The OECD Peer Review Process – Praise Where It Is Due

July 11th, 2011

Ryan Morrison/Flickr*

I, like many in the tax justice arena, was very dubious when the OECD set up the Global Forum on Transparency and Exchange of Information for Tax Purposes to undertake peer reviews of the operation of tax information exchange by participating states in the aftermath of the financial crisis and the rush to sign tax information exchange agreements (TIEAs).

TIEAs are deeply flawed and the OECD designed and promoted them.

The OECD was also remarkably cagey about this whole process: civil society was excluded from most involvement, far too many tax havens appeared to get positions of influence over it, the nature of the peer review process was not clear and there was some real doubt about whether the process might be a bit of a whitewashing exercise.

However, I was one of several speakers at the Tax Justice Network conference last week to comment that although reservations about process remain (and they do, and remain valid) the outcome of the review processes to date suggests that this is no whitewash.

The case of Jersey is an example. The fist phase report was critical of issues in Jersey’s access to data that we in civil society would have found hard to identify. Although it was noted that the deficiencies in the accounting requiremnts for many orgasiations in the island had not as yet given rise to any practical difficulties in exchanging data the review still demanded that they be remedied. That was welcome, of course.

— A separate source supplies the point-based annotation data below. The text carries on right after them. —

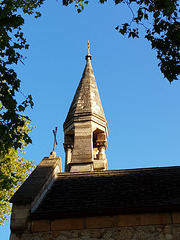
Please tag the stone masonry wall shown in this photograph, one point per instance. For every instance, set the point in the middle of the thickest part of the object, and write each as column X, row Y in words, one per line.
column 156, row 226
column 152, row 232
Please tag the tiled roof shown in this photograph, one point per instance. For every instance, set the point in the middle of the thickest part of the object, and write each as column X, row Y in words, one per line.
column 112, row 192
column 35, row 183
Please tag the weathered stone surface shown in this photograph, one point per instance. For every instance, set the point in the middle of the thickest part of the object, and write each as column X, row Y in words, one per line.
column 155, row 232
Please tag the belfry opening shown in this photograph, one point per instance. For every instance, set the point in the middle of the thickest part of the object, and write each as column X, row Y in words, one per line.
column 85, row 127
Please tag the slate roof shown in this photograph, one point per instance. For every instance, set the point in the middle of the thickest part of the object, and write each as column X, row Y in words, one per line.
column 86, row 101
column 112, row 192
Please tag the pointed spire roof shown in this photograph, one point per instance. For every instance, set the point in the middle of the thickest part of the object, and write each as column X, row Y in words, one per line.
column 86, row 101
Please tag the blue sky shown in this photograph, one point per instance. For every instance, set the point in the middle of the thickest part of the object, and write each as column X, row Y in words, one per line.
column 141, row 107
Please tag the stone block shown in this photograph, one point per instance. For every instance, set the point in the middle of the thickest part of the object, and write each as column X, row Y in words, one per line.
column 101, row 222
column 155, row 218
column 67, row 224
column 99, row 165
column 176, row 217
column 128, row 220
column 40, row 226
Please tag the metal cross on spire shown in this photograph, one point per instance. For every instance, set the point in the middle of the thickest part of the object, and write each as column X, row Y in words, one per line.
column 55, row 140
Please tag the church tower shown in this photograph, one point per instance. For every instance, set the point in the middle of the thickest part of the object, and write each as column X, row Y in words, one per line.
column 85, row 127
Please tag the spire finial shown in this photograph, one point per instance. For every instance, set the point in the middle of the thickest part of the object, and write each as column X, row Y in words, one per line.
column 88, row 47
column 88, row 56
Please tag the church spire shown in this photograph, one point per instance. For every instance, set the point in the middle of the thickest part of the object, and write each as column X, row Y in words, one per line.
column 85, row 127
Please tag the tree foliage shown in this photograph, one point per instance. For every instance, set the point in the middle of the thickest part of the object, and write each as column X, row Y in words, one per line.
column 12, row 41
column 14, row 170
column 160, row 20
column 14, row 126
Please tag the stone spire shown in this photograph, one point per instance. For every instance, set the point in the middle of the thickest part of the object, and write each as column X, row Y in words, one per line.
column 85, row 127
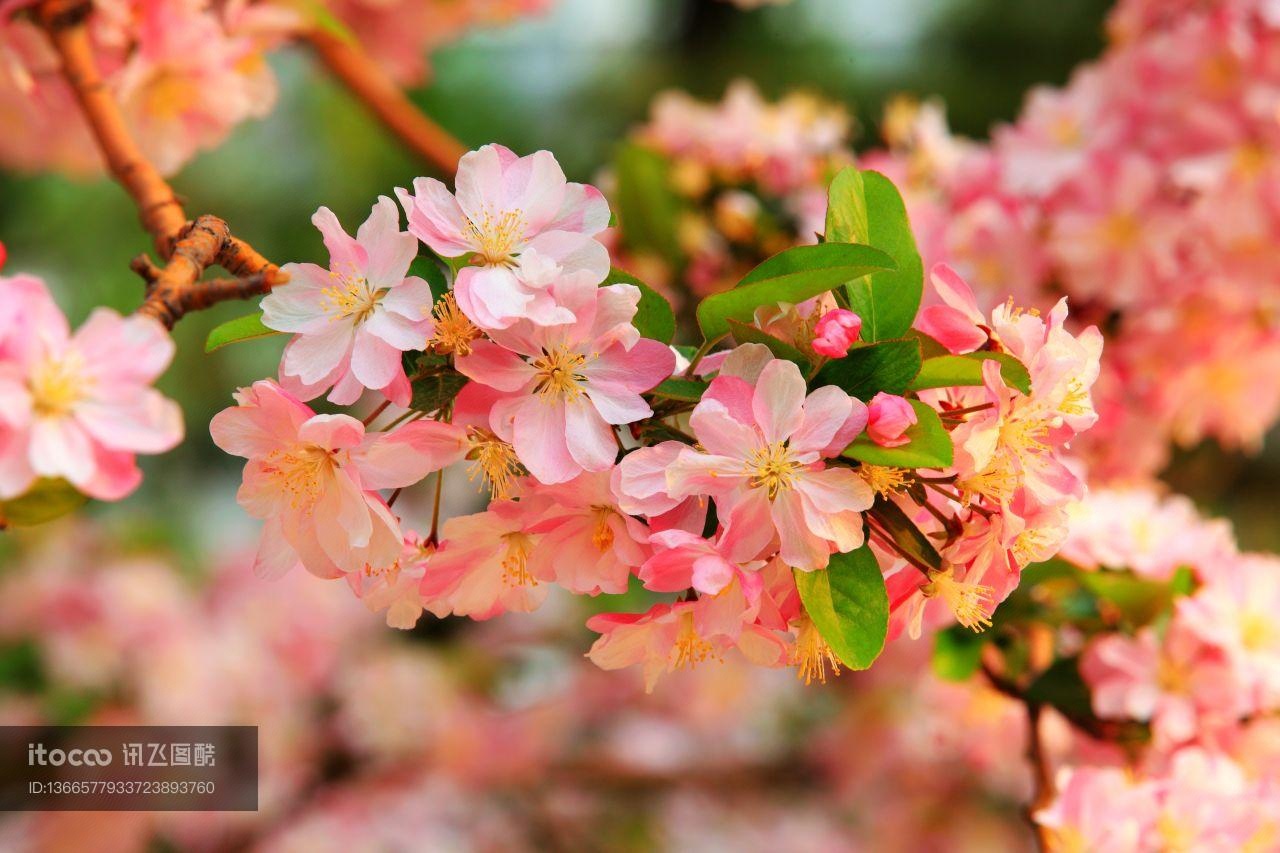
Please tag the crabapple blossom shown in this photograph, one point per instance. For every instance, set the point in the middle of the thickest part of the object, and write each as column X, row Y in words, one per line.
column 78, row 406
column 529, row 231
column 352, row 322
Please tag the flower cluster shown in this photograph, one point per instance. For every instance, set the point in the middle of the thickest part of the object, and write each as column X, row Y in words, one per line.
column 77, row 407
column 746, row 178
column 745, row 479
column 1146, row 190
column 187, row 72
column 1200, row 680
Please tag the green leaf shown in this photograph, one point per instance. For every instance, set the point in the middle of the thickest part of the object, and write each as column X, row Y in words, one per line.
column 648, row 208
column 849, row 606
column 956, row 653
column 744, row 333
column 928, row 445
column 867, row 208
column 791, row 276
column 867, row 370
column 429, row 269
column 435, row 391
column 685, row 389
column 654, row 316
column 905, row 534
column 954, row 370
column 45, row 501
column 242, row 328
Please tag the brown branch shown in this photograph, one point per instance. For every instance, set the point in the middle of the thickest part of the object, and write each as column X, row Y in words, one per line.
column 384, row 99
column 188, row 249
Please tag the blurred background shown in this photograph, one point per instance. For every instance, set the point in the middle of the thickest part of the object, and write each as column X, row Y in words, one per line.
column 496, row 735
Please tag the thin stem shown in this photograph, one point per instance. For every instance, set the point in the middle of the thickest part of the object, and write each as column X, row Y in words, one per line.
column 384, row 99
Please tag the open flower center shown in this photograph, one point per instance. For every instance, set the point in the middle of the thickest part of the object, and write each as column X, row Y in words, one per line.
column 968, row 601
column 58, row 384
column 351, row 297
column 497, row 237
column 300, row 471
column 453, row 331
column 772, row 468
column 812, row 655
column 515, row 565
column 493, row 460
column 557, row 373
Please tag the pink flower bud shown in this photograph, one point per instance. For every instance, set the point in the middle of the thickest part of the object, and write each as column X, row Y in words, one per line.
column 887, row 419
column 836, row 332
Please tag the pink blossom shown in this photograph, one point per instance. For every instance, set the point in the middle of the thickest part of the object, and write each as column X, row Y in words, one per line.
column 78, row 406
column 887, row 419
column 567, row 386
column 763, row 465
column 353, row 320
column 836, row 332
column 528, row 229
column 314, row 479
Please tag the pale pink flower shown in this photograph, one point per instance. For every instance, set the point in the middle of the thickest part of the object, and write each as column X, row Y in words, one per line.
column 530, row 235
column 568, row 386
column 589, row 544
column 314, row 479
column 352, row 322
column 481, row 566
column 81, row 406
column 836, row 332
column 887, row 419
column 763, row 465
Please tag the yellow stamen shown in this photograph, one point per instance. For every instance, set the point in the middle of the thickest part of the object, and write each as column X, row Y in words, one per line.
column 497, row 237
column 772, row 468
column 493, row 461
column 515, row 565
column 557, row 373
column 812, row 656
column 58, row 384
column 690, row 649
column 352, row 297
column 453, row 331
column 298, row 471
column 885, row 479
column 968, row 601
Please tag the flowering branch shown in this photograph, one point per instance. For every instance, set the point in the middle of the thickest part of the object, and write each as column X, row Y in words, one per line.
column 191, row 247
column 384, row 99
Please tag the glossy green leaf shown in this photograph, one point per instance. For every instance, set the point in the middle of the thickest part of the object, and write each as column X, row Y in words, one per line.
column 867, row 370
column 867, row 208
column 849, row 606
column 791, row 276
column 242, row 328
column 954, row 370
column 654, row 316
column 45, row 501
column 928, row 445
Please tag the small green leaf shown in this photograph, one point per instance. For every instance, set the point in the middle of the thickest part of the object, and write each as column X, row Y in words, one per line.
column 242, row 328
column 954, row 370
column 654, row 316
column 928, row 445
column 744, row 333
column 867, row 208
column 648, row 209
column 849, row 606
column 438, row 389
column 685, row 389
column 867, row 370
column 956, row 653
column 45, row 501
column 791, row 276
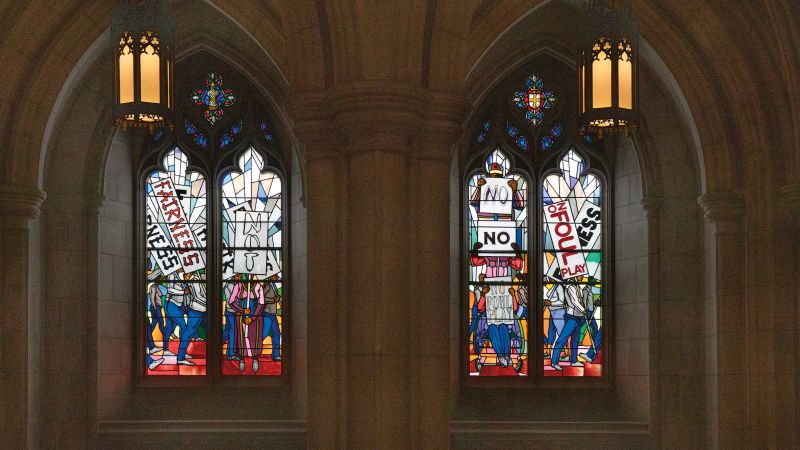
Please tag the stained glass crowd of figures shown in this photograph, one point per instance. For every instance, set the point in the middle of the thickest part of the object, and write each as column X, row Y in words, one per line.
column 252, row 287
column 498, row 292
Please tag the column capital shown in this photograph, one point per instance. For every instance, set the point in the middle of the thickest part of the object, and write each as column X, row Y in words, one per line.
column 722, row 206
column 370, row 114
column 652, row 206
column 443, row 126
column 20, row 203
column 311, row 124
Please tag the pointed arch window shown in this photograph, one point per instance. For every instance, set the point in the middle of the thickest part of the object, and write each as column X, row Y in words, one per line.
column 534, row 185
column 213, row 236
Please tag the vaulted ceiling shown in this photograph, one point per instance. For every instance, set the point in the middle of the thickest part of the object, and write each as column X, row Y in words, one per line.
column 737, row 61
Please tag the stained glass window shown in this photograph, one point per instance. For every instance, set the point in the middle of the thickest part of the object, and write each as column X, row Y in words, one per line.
column 243, row 249
column 533, row 109
column 213, row 98
column 572, row 269
column 175, row 236
column 230, row 136
column 198, row 137
column 484, row 130
column 252, row 261
column 497, row 239
column 534, row 99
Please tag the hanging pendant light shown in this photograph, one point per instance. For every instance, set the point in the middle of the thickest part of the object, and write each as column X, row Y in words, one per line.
column 608, row 48
column 142, row 44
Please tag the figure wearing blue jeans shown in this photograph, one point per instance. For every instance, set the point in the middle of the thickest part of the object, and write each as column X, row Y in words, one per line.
column 596, row 333
column 227, row 333
column 195, row 313
column 157, row 318
column 573, row 319
column 271, row 327
column 174, row 318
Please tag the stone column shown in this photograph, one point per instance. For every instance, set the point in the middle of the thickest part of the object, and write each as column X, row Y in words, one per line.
column 430, row 215
column 379, row 122
column 726, row 324
column 652, row 209
column 322, row 155
column 19, row 205
column 787, row 316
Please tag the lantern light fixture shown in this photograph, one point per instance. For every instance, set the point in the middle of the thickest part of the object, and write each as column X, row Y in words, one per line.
column 608, row 47
column 142, row 45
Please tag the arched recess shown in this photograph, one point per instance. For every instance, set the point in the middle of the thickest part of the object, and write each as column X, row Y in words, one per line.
column 88, row 321
column 657, row 177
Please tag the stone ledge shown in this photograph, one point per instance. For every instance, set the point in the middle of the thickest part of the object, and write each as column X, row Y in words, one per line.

That however was stage one, and the easy part. Having the right pieces of paper in place has been something that we’ve always said that a secrecy jurisdiction should be able to do without much problem – after all their legislatures are captured in very many case by the local financial services industry to ensure they meet its needs, and this was just another one of those needs. But, stage 2 was something else. We’ve always said that the test of these places would come when a review of actual activity was undertaken.

The OECD have delivered on this. They’ve revealed, in unambigupus terms, how little information exchange Jersey has actually done And they’ve also not avoided the fact that a perceived failure has occurred and they have levelled criticsm at Jersey for the fact that this has happended and have demanded reform.

This shatters Jersey’s reputation. Firstly it is not transparent when tiny amounts of data are made available. Second it is shown to be non-cooperative (as the UK has already officially labeled it).

And I have to say that I did not think the OECD would do such things.

So I say that although reservations still exist about this process and tax information exchange agreements themselves remain fundamentally flawed and in need of replacement with automatic information exchange the actual peer review proicess itself seems to be delivering, so credit is given where credit is due, and I offer it on this occasion, as I know others in TJN do as well.